Cada tarde íbamos en busca del reencuentro, sin saber muy bien qué buscar. Ellos partían en trozos irrecuperables sus pasos ignorando –quizás un poco- la necesidad de regresar. Yo seguía con la mirada quieta de los incautos cada gesto, cada intención, cada desespero de sus voces. Recorríamos uno tras otro las estrechas calles contiguas a la Plaza Real. Ellos ignoraban los charcos pestilentes, y yo, temeroso de arrastrar el hedor que flotaba entre las paredes de puertas entreabiertas, daba saltos inquietantes y desmesurados.
Nos mirábamos desde la distancia. El recorrido insalvable del diálogo hacía que acercáramos nuestras ansias en busca de saber más uno del otro, y yo de ellos. Con uno el silencio perseverante y la duda, con otro, el a veces desaliñado cabello sobre la nuca. No permitíamos confusiones ni duplicidades. Entre palabras e imágenes me deslizaba yo al final de cada encuentro, y el roce de una mano inquieta me hacía saber que era hora de marchar.

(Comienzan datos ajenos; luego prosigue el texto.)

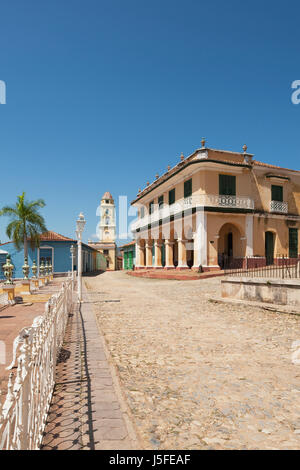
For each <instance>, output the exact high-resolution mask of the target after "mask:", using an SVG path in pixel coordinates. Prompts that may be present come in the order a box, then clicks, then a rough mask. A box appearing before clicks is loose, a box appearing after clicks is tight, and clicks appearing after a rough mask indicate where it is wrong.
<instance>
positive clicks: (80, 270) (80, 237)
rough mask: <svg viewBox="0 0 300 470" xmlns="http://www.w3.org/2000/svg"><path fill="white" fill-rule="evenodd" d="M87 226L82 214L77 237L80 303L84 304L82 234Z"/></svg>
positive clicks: (78, 296)
mask: <svg viewBox="0 0 300 470" xmlns="http://www.w3.org/2000/svg"><path fill="white" fill-rule="evenodd" d="M84 226H85V219H84V215H83V213H82V212H80V214H79V216H78V219H77V221H76V235H77V239H78V263H77V272H78V302H82V276H81V273H82V261H81V260H82V247H81V242H82V232H83V230H84Z"/></svg>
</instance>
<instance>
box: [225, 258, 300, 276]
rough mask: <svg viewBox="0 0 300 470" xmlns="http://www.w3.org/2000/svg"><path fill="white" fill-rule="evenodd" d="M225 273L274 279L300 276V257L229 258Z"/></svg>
mask: <svg viewBox="0 0 300 470" xmlns="http://www.w3.org/2000/svg"><path fill="white" fill-rule="evenodd" d="M224 274H225V275H227V276H238V277H264V278H274V279H298V278H300V259H299V258H287V257H285V256H278V257H277V258H265V257H247V258H237V259H232V260H228V263H227V264H225V266H224Z"/></svg>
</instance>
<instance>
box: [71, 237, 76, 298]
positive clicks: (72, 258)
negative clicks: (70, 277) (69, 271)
mask: <svg viewBox="0 0 300 470" xmlns="http://www.w3.org/2000/svg"><path fill="white" fill-rule="evenodd" d="M70 253H71V259H72V289H73V287H74V253H75V247H74V245H71V246H70Z"/></svg>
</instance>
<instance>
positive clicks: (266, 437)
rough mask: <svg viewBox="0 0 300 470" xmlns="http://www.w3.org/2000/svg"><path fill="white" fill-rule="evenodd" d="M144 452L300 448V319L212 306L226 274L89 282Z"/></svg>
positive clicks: (86, 282)
mask: <svg viewBox="0 0 300 470" xmlns="http://www.w3.org/2000/svg"><path fill="white" fill-rule="evenodd" d="M85 284H86V286H87V288H88V289H89V291H90V292H93V293H94V294H93V299H94V308H95V312H96V315H97V319H98V323H99V326H100V329H101V331H102V333H103V335H104V337H105V340H106V343H107V347H108V350H109V351H110V354H111V359H112V362H113V364H114V365H115V366H116V369H117V371H118V374H119V378H120V382H121V386H122V390H123V392H124V396H125V398H126V400H127V403H128V405H129V407H130V410H131V413H132V416H133V419H134V421H135V425H136V428H137V430H138V432H139V435H140V438H141V440H142V442H143V446H144V447H145V448H146V449H180V448H183V449H300V366H299V365H295V364H293V363H292V361H291V354H292V351H291V345H292V343H293V341H295V340H299V339H300V330H299V325H300V317H299V316H293V315H288V314H286V315H284V314H277V313H274V312H268V311H263V310H261V309H259V308H256V307H252V306H251V307H246V306H245V307H241V306H233V305H230V304H218V303H214V302H211V301H210V300H209V297H210V296H211V295H214V294H216V295H219V293H220V292H219V285H220V279H218V278H213V279H207V280H201V281H198V280H196V281H173V280H163V281H161V280H156V279H139V278H133V277H130V276H128V275H127V274H126V273H124V272H107V273H104V274H103V275H100V276H97V277H94V278H92V277H90V278H86V279H85Z"/></svg>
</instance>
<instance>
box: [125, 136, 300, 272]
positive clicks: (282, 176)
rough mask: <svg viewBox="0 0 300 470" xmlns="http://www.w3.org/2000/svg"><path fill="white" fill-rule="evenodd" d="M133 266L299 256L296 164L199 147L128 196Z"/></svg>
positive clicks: (265, 262) (265, 259)
mask: <svg viewBox="0 0 300 470" xmlns="http://www.w3.org/2000/svg"><path fill="white" fill-rule="evenodd" d="M132 205H133V206H135V207H137V209H138V219H137V220H136V221H134V223H133V224H132V226H131V230H132V233H133V236H134V238H135V241H136V268H137V269H143V268H148V269H149V268H154V269H162V268H165V269H174V268H177V269H189V268H190V269H194V270H199V269H200V270H203V271H206V270H214V269H220V268H224V267H226V266H230V265H232V266H233V265H234V266H236V267H239V266H242V265H243V262H244V260H245V259H250V258H252V259H253V258H255V259H257V260H260V263H261V264H272V263H274V262H276V260H277V259H278V258H279V257H281V256H288V257H293V258H294V257H298V253H299V237H298V230H299V227H300V213H299V208H300V171H296V170H291V169H286V168H281V167H278V166H275V165H270V164H267V163H263V162H260V161H257V160H255V159H254V158H253V155H252V154H249V153H248V152H247V147H246V146H244V147H243V151H242V152H230V151H225V150H217V149H211V148H207V147H206V144H205V140H202V147H201V148H200V149H198V150H196V151H195V152H194V153H193V154H192V155H190V156H189V157H187V158H184V156H183V155H181V157H180V161H179V163H178V164H177V165H176V166H175V167H173V168H170V167H168V171H167V172H166V173H165V174H164V175H162V176H161V177H159V176H158V175H156V180H155V181H154V182H153V183H152V184H149V183H147V186H146V188H145V189H144V190H143V191H141V190H139V192H138V194H137V197H136V199H135V200H134V201H132Z"/></svg>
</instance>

Aún oigo en mis recuerdos la voz de Felipe, alegre, sugerente, de refinamiento casual. A Jaime lo escucho, didácticamente elegante, seguro de sus sílabas y con el inevitable aire de quietud armoniosa. Amantes en ilusiones y miedos, amantes en verbos y fotografías, amantes en atardeceres y en el agotamiento. Uno de superficie altiva, otro de soterrados anhelos, y yo, como el recién llegado que se sienta al margen de los hechos, en la esquina más alejada de la mesa, a la espera de que alguien pronuncie su nombre.